# If $(κ_t)_{t≥0}$ is the transition semigroup of a continuous Markov process, is $t↦(κ_tf)(x)$ continuous for all bounded continuous $f$ and fixed $x$?

Let

• $$(\Omega,\mathcal A,\operatorname P)$$ be a probability space
• $$(E,\mathcal E)$$ be a measurable space
• $$(\kappa_t)_{t\ge0}$$ be a Markov semigroup on $$(E,\mathcal E)$$ and $$\kappa_tf:=\int\kappa_t(\;\cdot\;,{\rm d}y)f(y)$$ for bounded $$\mathcal E$$-measurable $$f:E\to\mathbb R$$ and $$t\ge0$$
• $$(X_t)_{t\ge0}$$ be an $$(E,\mathcal E)$$-valued process on $$(\Omega,\mathcal A,\operatorname P)$$ with $$\operatorname P\left[X_t\in B\mid X_0\right]=\kappa_t(X_0,B)\;\;\;\text{almost surely for all }B\in\mathcal E\tag1$$ for all $$t\ge0$$

Let $$f:E\to\mathbb R$$ be bounded and $$\mathcal E$$-measurable and assume $$\left(f(X_t)\right)_{t\ge0}$$ is right-continuous. Are we able to show that $$[0,\infty)\ni t\mapsto(\kappa_tf)(x)\tag2$$ is continuous at $$t=0$$ for all $$x\in E$$?
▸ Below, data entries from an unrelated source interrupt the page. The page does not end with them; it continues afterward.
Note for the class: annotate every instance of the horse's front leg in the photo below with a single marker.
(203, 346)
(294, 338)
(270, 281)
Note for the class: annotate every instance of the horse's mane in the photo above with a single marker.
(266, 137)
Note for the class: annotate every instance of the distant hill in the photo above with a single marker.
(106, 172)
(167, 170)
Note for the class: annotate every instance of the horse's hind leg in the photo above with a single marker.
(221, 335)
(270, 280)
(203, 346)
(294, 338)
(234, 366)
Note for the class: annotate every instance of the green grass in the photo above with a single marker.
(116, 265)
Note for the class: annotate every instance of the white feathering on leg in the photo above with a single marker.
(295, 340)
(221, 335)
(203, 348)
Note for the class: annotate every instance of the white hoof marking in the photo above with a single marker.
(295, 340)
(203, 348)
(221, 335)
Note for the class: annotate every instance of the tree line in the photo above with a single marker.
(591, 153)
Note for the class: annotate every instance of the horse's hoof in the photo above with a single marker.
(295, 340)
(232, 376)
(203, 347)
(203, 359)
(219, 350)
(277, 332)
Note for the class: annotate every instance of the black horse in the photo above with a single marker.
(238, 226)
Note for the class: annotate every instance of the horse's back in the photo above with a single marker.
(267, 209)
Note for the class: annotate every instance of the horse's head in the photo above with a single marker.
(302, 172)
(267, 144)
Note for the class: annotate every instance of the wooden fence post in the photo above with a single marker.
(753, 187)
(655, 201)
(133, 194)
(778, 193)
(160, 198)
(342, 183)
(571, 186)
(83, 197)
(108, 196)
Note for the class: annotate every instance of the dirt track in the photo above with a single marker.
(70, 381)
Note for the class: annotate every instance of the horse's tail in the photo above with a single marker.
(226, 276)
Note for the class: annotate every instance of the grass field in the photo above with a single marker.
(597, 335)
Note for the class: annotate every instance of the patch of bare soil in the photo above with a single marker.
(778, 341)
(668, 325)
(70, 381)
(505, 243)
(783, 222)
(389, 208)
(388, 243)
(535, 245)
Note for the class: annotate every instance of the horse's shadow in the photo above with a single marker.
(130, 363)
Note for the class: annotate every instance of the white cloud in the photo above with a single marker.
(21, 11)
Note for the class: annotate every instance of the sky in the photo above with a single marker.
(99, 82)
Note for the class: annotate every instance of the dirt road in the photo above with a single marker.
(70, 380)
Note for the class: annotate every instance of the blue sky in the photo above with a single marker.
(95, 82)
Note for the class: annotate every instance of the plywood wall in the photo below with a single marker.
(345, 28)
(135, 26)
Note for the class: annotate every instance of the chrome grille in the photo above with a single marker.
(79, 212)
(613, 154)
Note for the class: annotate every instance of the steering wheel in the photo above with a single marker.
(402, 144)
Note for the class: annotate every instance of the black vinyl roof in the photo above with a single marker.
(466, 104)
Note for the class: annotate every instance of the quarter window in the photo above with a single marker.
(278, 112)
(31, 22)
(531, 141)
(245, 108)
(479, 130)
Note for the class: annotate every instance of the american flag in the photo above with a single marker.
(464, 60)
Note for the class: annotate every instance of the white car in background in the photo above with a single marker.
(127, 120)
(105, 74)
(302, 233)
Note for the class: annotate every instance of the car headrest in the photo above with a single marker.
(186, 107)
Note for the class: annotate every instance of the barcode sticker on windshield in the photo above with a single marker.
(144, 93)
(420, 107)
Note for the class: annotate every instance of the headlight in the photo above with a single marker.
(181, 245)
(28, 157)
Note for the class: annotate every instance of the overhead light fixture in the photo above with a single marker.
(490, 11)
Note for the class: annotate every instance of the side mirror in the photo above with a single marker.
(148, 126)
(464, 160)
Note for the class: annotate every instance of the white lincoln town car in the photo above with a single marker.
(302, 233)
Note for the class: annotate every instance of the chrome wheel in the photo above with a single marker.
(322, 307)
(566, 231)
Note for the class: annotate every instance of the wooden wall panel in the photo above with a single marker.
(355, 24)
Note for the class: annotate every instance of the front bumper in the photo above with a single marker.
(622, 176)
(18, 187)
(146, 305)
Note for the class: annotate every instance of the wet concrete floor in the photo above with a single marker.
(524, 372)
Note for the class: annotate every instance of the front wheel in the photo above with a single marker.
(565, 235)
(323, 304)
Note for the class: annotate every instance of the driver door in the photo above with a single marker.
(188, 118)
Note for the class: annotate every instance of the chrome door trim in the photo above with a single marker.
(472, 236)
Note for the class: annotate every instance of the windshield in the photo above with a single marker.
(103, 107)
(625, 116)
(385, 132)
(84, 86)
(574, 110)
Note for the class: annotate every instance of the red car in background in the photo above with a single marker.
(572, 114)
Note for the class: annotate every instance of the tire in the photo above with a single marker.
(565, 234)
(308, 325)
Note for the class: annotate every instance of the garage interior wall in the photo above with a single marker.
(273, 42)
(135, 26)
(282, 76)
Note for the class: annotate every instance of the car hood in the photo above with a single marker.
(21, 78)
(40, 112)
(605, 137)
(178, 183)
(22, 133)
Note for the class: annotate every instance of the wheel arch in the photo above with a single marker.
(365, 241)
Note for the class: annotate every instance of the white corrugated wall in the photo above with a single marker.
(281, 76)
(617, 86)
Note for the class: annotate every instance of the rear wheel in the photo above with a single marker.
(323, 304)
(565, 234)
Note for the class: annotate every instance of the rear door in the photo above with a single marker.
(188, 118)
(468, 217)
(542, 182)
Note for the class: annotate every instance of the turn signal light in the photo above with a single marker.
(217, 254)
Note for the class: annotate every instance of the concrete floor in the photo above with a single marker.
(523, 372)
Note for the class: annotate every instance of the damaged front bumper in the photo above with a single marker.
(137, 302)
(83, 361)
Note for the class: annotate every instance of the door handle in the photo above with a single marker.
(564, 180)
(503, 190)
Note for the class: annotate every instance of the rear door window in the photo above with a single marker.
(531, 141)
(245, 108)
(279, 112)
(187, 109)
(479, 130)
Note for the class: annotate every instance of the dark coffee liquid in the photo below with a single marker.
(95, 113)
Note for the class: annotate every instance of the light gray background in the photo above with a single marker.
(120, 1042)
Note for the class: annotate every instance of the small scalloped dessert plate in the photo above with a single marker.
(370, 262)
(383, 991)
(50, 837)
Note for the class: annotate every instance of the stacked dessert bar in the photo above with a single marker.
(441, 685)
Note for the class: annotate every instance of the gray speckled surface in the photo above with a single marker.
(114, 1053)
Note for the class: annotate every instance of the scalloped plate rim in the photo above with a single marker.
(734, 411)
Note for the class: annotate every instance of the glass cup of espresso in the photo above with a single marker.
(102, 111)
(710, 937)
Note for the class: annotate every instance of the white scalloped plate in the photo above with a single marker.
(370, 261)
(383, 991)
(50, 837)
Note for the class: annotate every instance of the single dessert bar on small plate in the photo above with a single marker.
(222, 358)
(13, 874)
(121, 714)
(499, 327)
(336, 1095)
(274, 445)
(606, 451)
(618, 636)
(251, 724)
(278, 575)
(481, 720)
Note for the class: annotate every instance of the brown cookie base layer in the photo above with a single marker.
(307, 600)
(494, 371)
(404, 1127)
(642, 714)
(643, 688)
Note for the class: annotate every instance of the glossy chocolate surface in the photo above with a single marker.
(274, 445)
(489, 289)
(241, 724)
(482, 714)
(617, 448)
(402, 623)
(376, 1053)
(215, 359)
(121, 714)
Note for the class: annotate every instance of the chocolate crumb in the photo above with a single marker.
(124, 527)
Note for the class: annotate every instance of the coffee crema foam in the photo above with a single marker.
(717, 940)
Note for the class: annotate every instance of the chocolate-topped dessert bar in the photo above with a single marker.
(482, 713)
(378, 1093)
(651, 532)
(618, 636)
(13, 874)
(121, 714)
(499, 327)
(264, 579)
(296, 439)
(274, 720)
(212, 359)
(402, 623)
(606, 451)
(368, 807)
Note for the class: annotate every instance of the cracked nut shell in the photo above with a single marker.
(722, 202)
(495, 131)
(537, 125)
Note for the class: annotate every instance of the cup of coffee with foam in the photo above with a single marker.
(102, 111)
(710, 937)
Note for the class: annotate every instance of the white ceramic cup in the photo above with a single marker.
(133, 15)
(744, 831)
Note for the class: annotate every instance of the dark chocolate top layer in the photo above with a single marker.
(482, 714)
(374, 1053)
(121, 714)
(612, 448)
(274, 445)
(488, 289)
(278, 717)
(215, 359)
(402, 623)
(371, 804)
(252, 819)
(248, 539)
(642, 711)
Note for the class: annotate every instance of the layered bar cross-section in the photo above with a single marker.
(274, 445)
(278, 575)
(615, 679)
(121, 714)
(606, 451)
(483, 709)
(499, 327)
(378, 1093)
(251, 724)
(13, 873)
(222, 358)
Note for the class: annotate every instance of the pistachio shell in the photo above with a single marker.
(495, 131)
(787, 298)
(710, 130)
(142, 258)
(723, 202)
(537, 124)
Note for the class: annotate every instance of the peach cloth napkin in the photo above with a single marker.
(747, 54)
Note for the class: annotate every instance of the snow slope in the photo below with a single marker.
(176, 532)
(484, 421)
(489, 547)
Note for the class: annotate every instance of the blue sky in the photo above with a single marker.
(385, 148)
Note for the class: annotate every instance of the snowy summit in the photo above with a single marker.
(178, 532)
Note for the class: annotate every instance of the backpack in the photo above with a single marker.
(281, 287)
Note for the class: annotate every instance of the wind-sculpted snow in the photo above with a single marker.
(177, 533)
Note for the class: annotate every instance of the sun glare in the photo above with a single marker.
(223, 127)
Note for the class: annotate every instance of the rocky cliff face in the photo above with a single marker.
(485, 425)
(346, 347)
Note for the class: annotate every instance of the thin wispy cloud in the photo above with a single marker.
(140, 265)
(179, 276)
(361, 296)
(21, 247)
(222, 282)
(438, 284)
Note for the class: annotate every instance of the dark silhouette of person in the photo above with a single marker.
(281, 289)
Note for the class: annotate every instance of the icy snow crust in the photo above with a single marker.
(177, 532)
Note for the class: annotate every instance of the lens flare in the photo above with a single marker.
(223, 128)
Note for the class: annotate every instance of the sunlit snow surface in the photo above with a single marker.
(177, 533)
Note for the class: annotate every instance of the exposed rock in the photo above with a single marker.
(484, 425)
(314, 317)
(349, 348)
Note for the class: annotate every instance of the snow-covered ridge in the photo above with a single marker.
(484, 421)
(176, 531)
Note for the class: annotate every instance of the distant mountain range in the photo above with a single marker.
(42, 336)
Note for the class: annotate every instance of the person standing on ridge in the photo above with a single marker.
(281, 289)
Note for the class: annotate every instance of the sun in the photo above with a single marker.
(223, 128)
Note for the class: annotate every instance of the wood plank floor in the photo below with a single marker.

I've seen this claim in many books (e.g. here). Let's take a look: Let $$(t_n)_{n\in\mathbb N}\subseteq[0,\infty)$$ with $$t_n\xrightarrow{n\to\infty}0$$. By the dominated convergence theorem, $$\operatorname E\left[f\left(X_{t_n}\right)\mid X_0\right]\xrightarrow{n\to\infty}\operatorname E\left[f\left(X_0\right)\mid X_0\right]=f(X_0)\;\;\;\text{almost surely}\tag3.$$ By $$(2)$$, $$\operatorname E\left[f\left(X_{t_n}\right)\mid X_0=\;\cdot\;\right]=\kappa_{t_n}f\;\;\;\text{for all }n\in\mathbb N\;\operatorname P\circ\:X_0^{-1}\text{-almost surely}\tag4$$ and hence $$\kappa_{t_n}f\xrightarrow{n\to\infty}f\;\;\;\operatorname P\circ\:X_0^{-1}\text{-almost surely}\tag5.$$

I don't see how we obtain continuity of $$(1)$$ at $$t=0$$ for a fixed $$x\in E$$ by $$(5)$$. However, by $$(5)$$, $$\operatorname E\left[\left(\kappa_{t_n}f\right)\right]\xrightarrow{n\to\infty}\operatorname E\left[f(X_0)\right]$$. So, we obtain the desired result at least if $$\operatorname P\circ\:X_0^{-1}=\delta_x$$ for a fixed $$x\in E$$.